The aforementioned principles of drawing and printmaking are embodied to the fullest degree in the series on display in this exhibition at Sophia Contemporary. These are monumental, mixed-media works that combine drawing, painting and a number of printmaking techniques.
The series represents the catastrophic condition of the modern consciousness. The particular threats are not so important: from man-made catastrophes to totalitarian violence, there are plenty to choose from. The images are constructed using a trademark method of Khataei's, but one never before employed on such a large scale: monumental faces in the foreground are rendered with extreme voluminality, with powerful space-forming effect. Like a vortex. the space they create draws in attendant images, distinct symbols of calamity or hope. As a rule, these images represent normality [normal, happy existence] before the event and just as convincingly, the aftermath.
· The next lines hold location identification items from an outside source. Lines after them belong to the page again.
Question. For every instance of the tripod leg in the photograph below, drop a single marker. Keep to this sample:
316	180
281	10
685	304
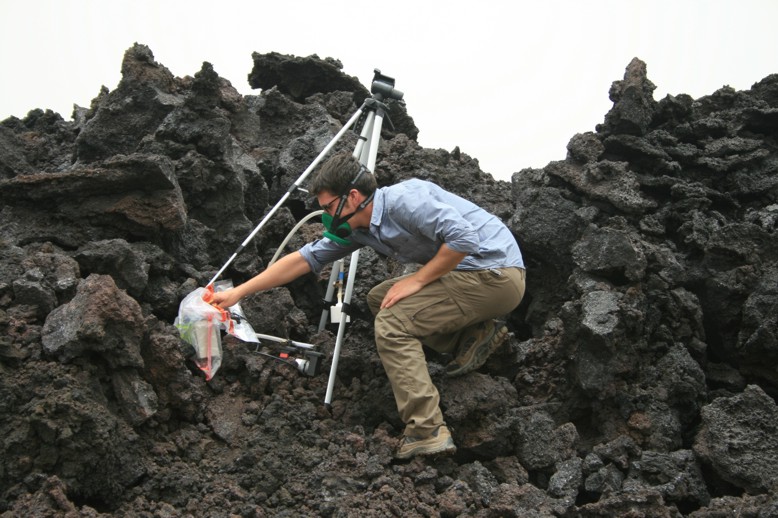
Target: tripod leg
292	188
352	273
337	266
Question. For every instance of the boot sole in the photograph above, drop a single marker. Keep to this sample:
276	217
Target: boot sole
482	353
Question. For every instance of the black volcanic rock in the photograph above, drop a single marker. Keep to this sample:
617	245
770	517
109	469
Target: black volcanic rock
639	377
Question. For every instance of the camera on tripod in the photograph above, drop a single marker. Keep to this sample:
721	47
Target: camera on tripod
384	86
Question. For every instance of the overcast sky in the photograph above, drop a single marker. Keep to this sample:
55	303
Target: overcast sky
509	82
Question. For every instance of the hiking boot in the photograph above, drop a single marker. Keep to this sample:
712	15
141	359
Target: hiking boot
475	349
439	442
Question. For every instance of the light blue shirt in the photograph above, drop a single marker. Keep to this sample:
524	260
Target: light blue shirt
410	222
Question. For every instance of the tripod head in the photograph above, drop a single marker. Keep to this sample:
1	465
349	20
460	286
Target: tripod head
383	87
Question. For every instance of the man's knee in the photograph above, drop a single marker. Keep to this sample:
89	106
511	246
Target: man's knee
374	298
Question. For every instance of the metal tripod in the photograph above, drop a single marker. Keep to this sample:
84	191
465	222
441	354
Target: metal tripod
369	117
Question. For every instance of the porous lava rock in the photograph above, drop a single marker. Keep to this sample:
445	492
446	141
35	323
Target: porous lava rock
639	377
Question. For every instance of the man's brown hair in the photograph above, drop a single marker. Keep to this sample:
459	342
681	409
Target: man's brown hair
337	174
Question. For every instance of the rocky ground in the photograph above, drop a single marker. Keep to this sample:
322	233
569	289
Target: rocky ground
640	374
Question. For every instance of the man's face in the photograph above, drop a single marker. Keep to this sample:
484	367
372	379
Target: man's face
328	202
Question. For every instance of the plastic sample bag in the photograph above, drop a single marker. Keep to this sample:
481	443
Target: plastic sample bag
200	324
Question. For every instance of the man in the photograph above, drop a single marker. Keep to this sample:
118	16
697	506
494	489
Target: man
472	272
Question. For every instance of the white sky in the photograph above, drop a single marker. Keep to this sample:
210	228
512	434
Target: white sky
509	82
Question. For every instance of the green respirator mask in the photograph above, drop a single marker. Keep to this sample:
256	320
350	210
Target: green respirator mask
337	226
336	232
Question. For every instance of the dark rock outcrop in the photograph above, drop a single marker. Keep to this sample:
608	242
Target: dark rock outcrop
640	374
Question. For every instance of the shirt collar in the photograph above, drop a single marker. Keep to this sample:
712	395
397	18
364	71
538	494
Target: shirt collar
378	208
The nature of the catastrophe itself and the moment of its occurrence are not indicated: what interests the artist is not the event but a fundamental understanding of the human capacity for resistance. Heads occupy the main place in these immense compositions, and they bear the marks of catastrophe. Red heads are marked with patches of white. Blots on the foreheads denote ulceration of the skin [these are produced bythickening the resin layer during printing using the aquatint process]. Brought into close proximity with the viewer, the faces are not death masks, on the contrary, they are still full of life, actively observing the disintegration of yesterday's once-whole world. Objects and symbols of normality and catastrophe [they exist in the consciousness simultaneously] accompany the portrait images. Here Khataei uses his purely visual mastery to maximum effect, creating engraved prints that produce a commensurate mental [remembered] impression.
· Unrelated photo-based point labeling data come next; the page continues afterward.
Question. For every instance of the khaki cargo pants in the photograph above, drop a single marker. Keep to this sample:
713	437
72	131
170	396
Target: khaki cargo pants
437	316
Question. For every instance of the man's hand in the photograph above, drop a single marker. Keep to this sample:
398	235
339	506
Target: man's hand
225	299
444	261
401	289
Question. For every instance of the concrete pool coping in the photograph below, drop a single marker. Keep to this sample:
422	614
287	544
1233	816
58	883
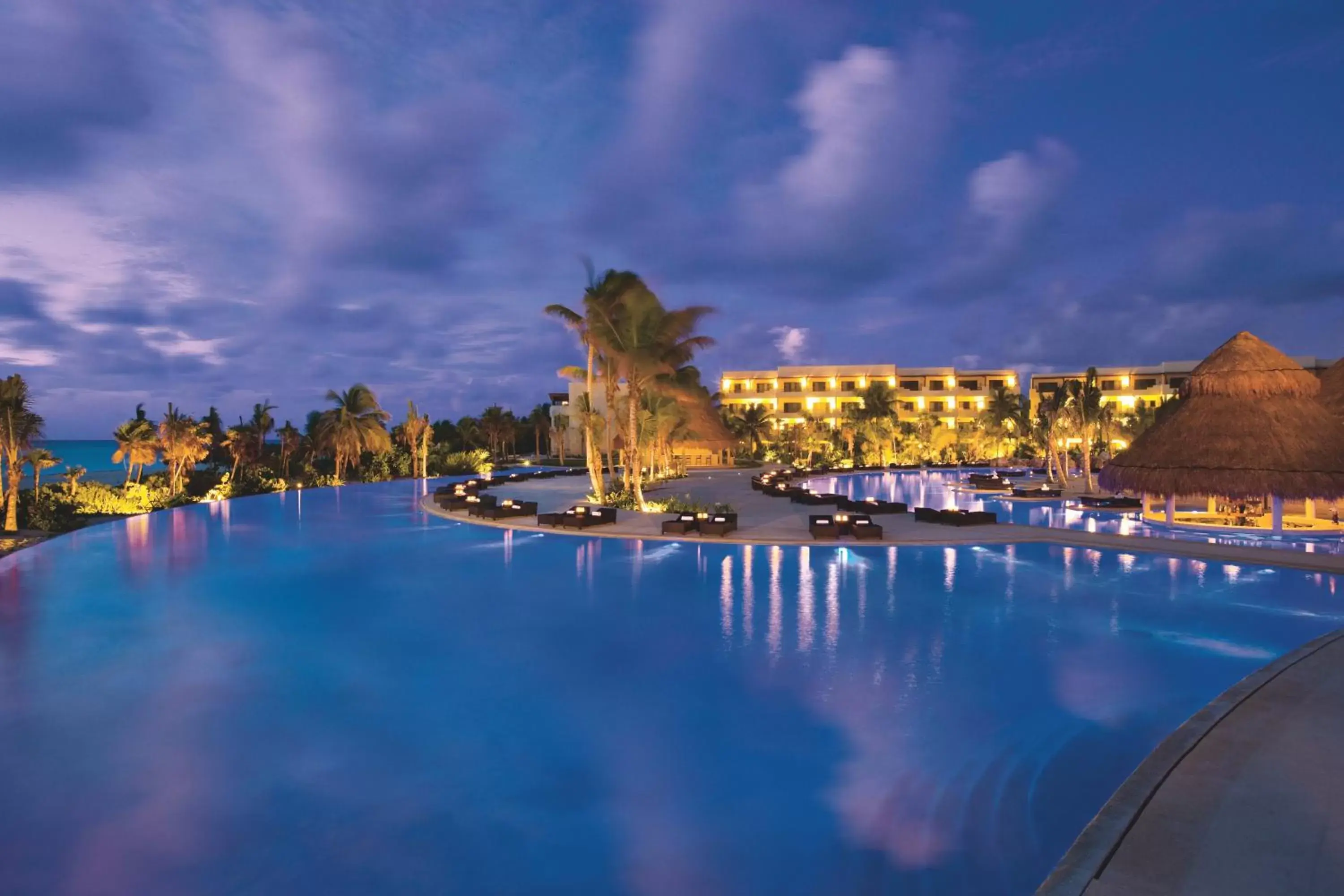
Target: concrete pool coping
1180	849
772	520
Figures of loved ones, dogs, horses, and household objects are tragically altered in form depending on their ‘before’ or ‘after’ state. A sinister mythology of catastrophe arises - mutant animals. Or maybe they are simply survivors, as the unusually vital images of pigs appear to be. Among them are monkeys too our advance along the evolutionary ladder was in vain, as it turns out. Faces full of life and interested in unfolding events begin three-dimensionally but end in symbolic arabesques, in approximation, bespeaking dematerialisation, the withering of the flesh. Figures in military uniform appear along with others in superfluous gas masks, rescuers offering hopelessness rather than salvation.
I am sure that Khataei’s art, with its palpable sense of social anxiety and masterful artistic realisation, will find a deep emotional response from the museum and gallery going public.
Alexander D. Borovsky [born 1952, Leningrad] is a Russian art historian, critic, curator and head of the Department of Contemporary Art at the State Russian Museum in St Petersburg, Russia. He is the author of more than six hundred publications on contemporary art, photography and art history. Borovsky is also a broadcaster and columnist for several art magazines such as ArtChronika and Sobaka, and a member of the jury of contemporary art prizes such as the Kandinsky Prize and Ars Fennica. He has supervised more than one hundred exhibitions of modern and contemporary art by Russian and international artists and is in charge of the ‘Ludwig Collection of modern art’ at the State Russian Museum.